Monday 31 March 2014

Thank you!

     I’ve been meaning to write this piece for a long time. There are many people who deserve a long overdue thank you! First, I received the most amazing birthday gift this year. It was a journal full of well wishes from friends from high school, university, Shad Valley, Science Expo and even kind strangers. It’s such a personal gift and honestly words cannot describe how touched I am. A special thanks to Steph for putting this together! And of course thank you everyone for your encouraging words and birthday wishes!!!! They really mean the world to me!
Here are some pictures of the amazing journal:







     Secondly, I have two wonderful chemo angels, one from England and one from Germany who send me very special things through the mail every week. We’re grown to know each other over the past few months, but they started their kindness as complete strangers to me.
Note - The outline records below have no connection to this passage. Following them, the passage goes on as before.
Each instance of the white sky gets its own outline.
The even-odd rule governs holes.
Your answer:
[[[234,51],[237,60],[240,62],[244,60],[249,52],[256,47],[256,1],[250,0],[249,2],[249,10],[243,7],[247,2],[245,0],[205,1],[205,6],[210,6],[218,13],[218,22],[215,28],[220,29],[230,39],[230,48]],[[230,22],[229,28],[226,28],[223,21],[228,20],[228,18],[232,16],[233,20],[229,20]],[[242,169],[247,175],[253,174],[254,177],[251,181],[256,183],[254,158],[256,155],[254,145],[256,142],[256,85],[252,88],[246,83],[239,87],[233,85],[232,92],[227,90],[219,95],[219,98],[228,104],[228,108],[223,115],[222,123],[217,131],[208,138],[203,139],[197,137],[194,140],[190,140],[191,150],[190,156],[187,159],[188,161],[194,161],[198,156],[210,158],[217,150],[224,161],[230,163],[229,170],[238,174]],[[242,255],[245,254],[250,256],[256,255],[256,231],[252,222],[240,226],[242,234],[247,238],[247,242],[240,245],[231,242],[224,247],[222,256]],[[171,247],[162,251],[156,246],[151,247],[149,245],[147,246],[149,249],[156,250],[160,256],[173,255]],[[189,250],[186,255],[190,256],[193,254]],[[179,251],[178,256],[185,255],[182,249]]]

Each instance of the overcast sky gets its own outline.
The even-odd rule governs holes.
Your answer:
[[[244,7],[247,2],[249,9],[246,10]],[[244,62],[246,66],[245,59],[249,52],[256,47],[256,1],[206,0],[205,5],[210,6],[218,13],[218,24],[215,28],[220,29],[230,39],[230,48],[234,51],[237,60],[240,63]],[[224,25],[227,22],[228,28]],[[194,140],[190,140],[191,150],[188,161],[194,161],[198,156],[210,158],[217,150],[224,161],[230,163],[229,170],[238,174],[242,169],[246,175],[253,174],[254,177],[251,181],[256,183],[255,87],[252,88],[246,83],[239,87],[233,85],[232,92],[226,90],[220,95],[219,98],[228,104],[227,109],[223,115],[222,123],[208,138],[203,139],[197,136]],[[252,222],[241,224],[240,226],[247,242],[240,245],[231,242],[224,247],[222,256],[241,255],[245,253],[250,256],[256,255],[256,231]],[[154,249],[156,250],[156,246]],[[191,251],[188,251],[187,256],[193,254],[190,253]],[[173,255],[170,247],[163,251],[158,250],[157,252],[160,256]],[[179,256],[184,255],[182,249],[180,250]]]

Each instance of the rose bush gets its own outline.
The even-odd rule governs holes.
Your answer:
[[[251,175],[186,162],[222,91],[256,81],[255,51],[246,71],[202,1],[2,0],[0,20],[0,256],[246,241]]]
I’ve received chocolates, flowers, tea, photos and numerous cards. You have no idea how excited I get when I get these special gifts in the mail. It really takes my mind off the next doctor’s appointment or the weird pain I’ve been getting. Thank you Manuela and Rachel! Both of you are truly very special to me.









Friday 28 March 2014

Strength


     There is something very special strength in each on of us. Most of the time, it’d hidden underneath all our insecurities and anxieties, but it’s there. What I’m talking about is an unshakable inner strength that is the core to the human spirit. It’s not just found in a special group of people like soldiers, or the rich, or the famous. It’s in every single one of us. Since starting this battle with cancer, I’ve been complimented on how I have handled the situation. The truth is, I haven’t done anything special. Why do I say this? Because I’ve witnessed so many incredible journeys of people who hold the kind of strength that defines humanity. This is not to say that we don’t break down and cry, because I certainty do. It’s just that no matter how bleak the situation or how tired we are, there is still hope. There will always be hope.
     Tonight, this post is for Jessica Rice, a girl battling stage IV lung cancer. Since finding her blog on the internet (http://stageiv.wordpress.com), she has been a constant source of inspiration for me. In a way, she has become almost like a tree that I lean on when I can’t hold myself up.
     This battle is so terribly hard. It’s so hard sometimes that I literally lie there gasping for air. But it’s okay. I know I also possess this incredible strength that is within Jessica and everyone else on this earth.